The new standard is effective for us on January 1, 2022, with early adoption permitted. We expect to adopt the new standard on the effective date. The new standard requires an entity to adopt using one of two approaches, either (i) retrospectively to each prior reporting period presented in the financial statements with the cumulative effect recognized at the beginning of the earliest comparative period presented, or (ii) retrospectively at the beginning of the period of adoption through a cumulative-effect adjustment. Although we are currently evaluating the impact of adoption on our financial statements and related disclosures, we believe the most significant changes will be the recognition of the ROU assets and the related lease liabilities for our operating leases on our condensed balance sheets.

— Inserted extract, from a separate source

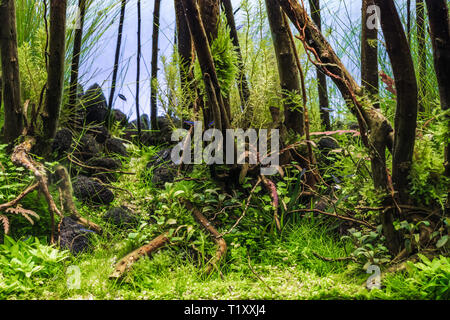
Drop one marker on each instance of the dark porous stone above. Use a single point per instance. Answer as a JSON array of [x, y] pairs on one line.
[[107, 163], [163, 174], [327, 144], [73, 236], [87, 148], [121, 217], [163, 156], [62, 141], [100, 133], [120, 117], [98, 166], [91, 191], [116, 146], [95, 103], [164, 170], [353, 126]]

In December 2019, the FASB issued ASU No. 2019-12, Income Taxes (Topic 740). The amendments in ASU 2019-12 simplify the accounting for income taxes by removing certain exceptions to the general principles in Topic 740. The amendments also improve consistent application of and simplify U.S. GAAP or other areas of Topic 740 by clarifying and amending existing guidance. The new standard is effective for us on January 1, 2022 and for interim periods beginning on January 1, 2023. We are currently evaluating the impact that the standard will have on our condensed financial statements and related disclosures.